Swedish government proposes relief for Afghan migrants in high school

Afghan minors could have more time to get a residence permit

editor: REMIX NEWS
author: John Cody
via:

The Swedish government is currently submitting a proposal for relief in the law on the so-called upper secondary education, which would give mainly unaccompanied Afghan migrants the opportunity for a permanent residence permit even though they have no grounds for obtaining asylum.
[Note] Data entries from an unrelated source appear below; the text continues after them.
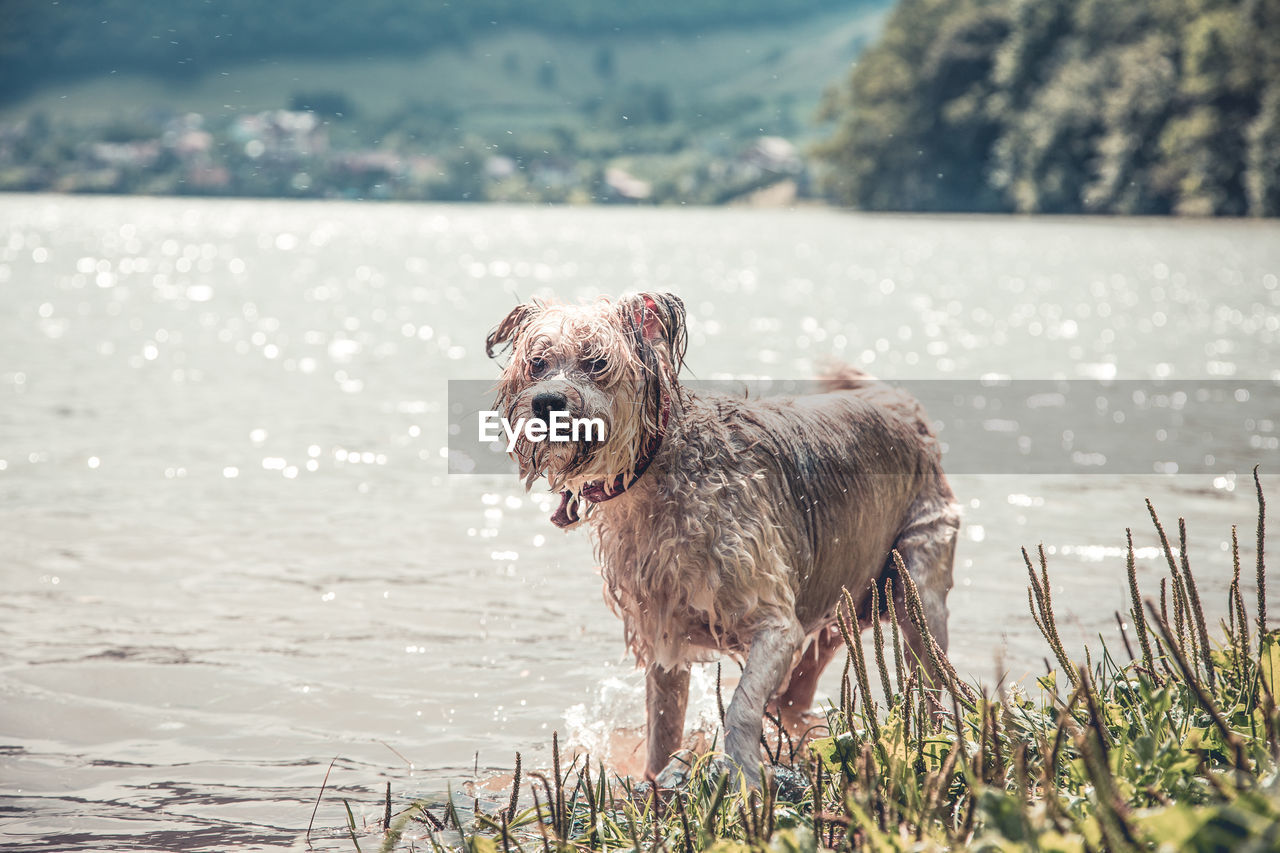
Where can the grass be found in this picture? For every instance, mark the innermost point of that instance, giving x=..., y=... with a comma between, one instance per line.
x=1174, y=749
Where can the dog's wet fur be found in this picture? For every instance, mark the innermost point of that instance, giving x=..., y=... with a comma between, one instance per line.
x=725, y=524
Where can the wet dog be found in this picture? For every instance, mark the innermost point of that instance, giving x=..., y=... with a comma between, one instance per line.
x=725, y=524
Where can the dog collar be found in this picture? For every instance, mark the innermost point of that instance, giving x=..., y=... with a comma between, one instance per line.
x=597, y=492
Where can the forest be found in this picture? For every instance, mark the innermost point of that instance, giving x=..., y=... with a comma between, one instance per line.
x=1064, y=106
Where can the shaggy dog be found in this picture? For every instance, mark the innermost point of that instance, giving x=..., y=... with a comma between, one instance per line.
x=725, y=524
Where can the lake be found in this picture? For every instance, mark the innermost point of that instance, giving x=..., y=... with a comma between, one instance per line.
x=232, y=551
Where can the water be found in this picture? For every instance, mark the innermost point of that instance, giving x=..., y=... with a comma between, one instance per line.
x=231, y=551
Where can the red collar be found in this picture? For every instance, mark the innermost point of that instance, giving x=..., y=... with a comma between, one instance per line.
x=597, y=492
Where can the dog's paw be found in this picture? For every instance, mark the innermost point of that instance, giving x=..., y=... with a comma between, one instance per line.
x=676, y=772
x=791, y=784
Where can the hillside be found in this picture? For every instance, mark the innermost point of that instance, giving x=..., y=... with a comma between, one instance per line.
x=511, y=113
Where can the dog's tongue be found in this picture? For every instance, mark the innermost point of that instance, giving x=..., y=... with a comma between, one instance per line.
x=567, y=511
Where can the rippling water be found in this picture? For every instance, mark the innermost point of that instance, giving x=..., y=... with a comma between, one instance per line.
x=231, y=550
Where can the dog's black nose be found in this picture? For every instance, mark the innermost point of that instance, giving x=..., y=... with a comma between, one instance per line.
x=545, y=402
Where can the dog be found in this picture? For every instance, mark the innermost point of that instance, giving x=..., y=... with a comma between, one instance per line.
x=725, y=524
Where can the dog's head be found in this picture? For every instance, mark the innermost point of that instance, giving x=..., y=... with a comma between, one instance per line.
x=609, y=360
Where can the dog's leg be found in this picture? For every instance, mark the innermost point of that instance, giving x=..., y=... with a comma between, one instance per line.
x=928, y=552
x=803, y=684
x=772, y=652
x=666, y=701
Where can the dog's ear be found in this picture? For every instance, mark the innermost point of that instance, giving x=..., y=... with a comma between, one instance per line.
x=511, y=327
x=658, y=318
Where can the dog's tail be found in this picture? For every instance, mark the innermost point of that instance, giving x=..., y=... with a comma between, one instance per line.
x=837, y=375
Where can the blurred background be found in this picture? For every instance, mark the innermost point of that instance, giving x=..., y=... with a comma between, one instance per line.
x=241, y=260
x=1152, y=106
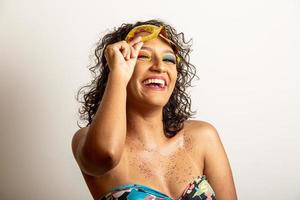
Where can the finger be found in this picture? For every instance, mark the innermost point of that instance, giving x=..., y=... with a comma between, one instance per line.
x=136, y=48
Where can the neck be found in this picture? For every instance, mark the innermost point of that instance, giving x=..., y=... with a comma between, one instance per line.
x=145, y=126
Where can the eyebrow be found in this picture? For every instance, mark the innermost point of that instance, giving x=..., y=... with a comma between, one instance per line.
x=165, y=51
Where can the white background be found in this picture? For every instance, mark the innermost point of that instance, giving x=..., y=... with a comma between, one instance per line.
x=247, y=55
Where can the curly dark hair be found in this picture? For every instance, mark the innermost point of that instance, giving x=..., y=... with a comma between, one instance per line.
x=178, y=108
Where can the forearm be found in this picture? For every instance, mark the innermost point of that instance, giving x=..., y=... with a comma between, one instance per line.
x=107, y=132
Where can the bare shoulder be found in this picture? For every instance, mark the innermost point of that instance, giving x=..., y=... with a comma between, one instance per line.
x=77, y=137
x=216, y=163
x=201, y=131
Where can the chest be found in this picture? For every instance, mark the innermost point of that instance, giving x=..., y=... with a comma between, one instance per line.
x=168, y=170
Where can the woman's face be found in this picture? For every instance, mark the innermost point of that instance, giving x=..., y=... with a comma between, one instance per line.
x=155, y=74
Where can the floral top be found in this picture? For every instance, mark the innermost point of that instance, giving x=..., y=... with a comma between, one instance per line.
x=198, y=189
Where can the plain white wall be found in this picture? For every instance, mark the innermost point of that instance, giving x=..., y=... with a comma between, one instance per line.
x=247, y=55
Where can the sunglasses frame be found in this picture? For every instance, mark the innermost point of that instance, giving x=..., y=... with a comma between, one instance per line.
x=154, y=31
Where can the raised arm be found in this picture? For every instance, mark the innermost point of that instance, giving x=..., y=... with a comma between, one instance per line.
x=99, y=147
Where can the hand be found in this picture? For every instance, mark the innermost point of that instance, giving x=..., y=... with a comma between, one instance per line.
x=122, y=56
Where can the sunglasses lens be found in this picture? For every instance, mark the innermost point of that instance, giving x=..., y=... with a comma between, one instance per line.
x=147, y=32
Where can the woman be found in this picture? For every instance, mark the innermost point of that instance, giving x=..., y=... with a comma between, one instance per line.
x=139, y=143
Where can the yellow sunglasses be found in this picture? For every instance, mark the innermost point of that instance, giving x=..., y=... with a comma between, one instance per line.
x=149, y=32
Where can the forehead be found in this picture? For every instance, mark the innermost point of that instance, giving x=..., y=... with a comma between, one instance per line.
x=157, y=44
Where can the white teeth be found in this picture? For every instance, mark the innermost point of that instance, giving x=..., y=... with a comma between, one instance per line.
x=159, y=81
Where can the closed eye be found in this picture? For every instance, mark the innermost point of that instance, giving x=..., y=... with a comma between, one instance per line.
x=170, y=60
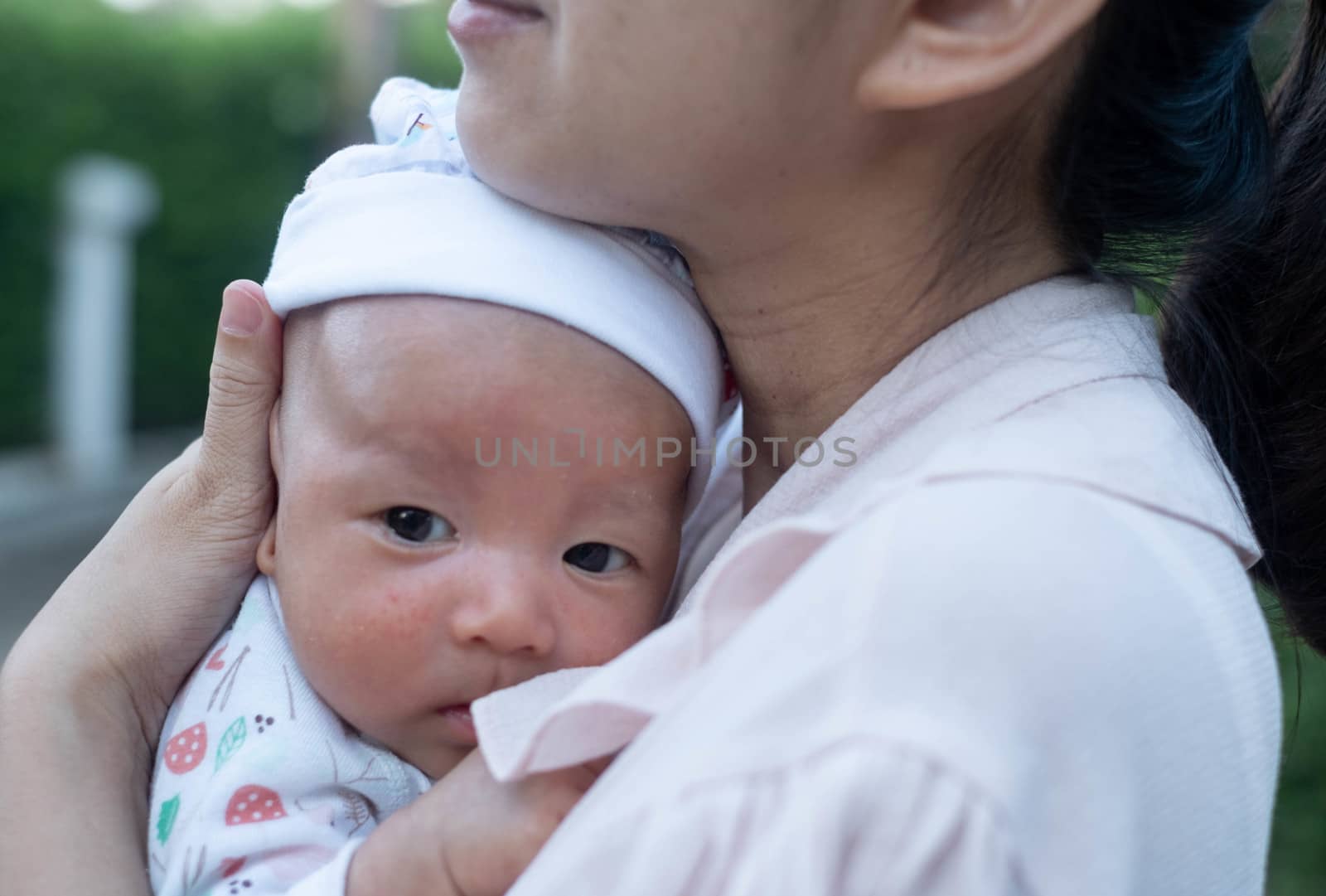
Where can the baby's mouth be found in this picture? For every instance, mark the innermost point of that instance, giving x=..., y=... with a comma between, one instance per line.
x=459, y=720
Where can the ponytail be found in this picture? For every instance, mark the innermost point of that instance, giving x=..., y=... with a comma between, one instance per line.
x=1246, y=343
x=1191, y=165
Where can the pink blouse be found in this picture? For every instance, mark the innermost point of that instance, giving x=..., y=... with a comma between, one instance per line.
x=1012, y=648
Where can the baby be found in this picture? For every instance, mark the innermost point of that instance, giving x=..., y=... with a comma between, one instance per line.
x=483, y=453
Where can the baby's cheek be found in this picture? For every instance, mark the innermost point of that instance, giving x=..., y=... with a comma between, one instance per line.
x=361, y=650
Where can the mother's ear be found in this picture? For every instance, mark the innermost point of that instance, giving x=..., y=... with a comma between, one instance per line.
x=954, y=49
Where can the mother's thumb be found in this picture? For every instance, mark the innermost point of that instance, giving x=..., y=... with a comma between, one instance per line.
x=245, y=380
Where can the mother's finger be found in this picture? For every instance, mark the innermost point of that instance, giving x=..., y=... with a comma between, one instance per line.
x=234, y=464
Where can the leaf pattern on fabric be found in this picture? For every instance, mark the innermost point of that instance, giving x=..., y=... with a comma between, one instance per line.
x=166, y=820
x=231, y=741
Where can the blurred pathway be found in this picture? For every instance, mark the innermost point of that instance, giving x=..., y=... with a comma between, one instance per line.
x=46, y=526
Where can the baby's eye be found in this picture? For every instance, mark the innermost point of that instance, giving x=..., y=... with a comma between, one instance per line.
x=418, y=525
x=597, y=557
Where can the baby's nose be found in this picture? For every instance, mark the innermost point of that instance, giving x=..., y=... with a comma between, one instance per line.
x=508, y=614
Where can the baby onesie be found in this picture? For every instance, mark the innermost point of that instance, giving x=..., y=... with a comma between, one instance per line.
x=259, y=787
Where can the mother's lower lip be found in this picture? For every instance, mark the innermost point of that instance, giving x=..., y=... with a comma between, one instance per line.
x=471, y=20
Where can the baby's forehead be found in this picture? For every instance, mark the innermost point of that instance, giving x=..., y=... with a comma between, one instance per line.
x=385, y=353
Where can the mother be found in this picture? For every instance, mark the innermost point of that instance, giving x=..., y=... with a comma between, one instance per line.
x=1012, y=648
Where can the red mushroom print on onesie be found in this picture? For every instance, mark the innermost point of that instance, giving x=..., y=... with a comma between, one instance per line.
x=254, y=803
x=187, y=749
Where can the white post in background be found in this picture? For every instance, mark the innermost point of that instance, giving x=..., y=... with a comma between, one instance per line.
x=104, y=205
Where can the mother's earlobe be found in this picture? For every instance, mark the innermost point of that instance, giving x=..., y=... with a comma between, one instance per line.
x=946, y=51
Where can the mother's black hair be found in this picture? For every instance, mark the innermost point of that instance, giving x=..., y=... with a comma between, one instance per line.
x=1167, y=161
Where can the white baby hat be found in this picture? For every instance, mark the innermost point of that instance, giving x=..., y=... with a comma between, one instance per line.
x=406, y=215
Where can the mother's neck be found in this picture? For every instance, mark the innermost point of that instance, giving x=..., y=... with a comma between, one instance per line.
x=817, y=307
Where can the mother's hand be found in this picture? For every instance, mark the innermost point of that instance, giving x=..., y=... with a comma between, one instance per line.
x=85, y=690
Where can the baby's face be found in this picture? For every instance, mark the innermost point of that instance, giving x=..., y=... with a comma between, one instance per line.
x=415, y=579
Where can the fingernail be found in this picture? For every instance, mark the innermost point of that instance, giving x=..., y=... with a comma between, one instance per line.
x=240, y=314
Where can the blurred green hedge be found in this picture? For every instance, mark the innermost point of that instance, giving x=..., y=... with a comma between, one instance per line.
x=227, y=119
Previously, unaccompanied minors would have to get a job within six months after completing upper secondary education to obtain a residence permit. Due to the difficult situation in the labor market, resulting from the ongoing coronavirus pandemic, the government wants to extend that period to one year, according to a report from Nyheter Idag.

The government also proposes that study grants for part-time studies should include the requirement for obtaining a residence permit and that subsidized employment in the form of the so-called vocational training should apply as a basis for a residence permit as well.

The bill should enter into force on July 10, 2021, and be valid until the end of June 2023. The proposal has yet to be submitted to Sweden’s Law Council.

It is unclear whether the government’s proposal will pass in the parliament, as the Center Party (Centerpartiet), has previously said no to the relief plan.

In an article published on Nov. 30, 2020, Annie Lööf, the Center Party’s leader, and Jonny Cato, the party’s migration policy spokesperson, stated that the party would vote against the proposal.

“The Center Party’s goal is a long-term migration policy that can unite humanity through an order. It is genuinely better for people on the run if the laws are long-term and predictable,” wrote Lööf and Cato.

The Christian Democrats, Liberals, and Moderates have also said that they will vote against the proposal for relief in the upper secondary school law.

“We cannot adjust immigration legislation to the pandemic or the economy,” said Maria Malmer Stenergard, migration policy spokesperson for the Moderates.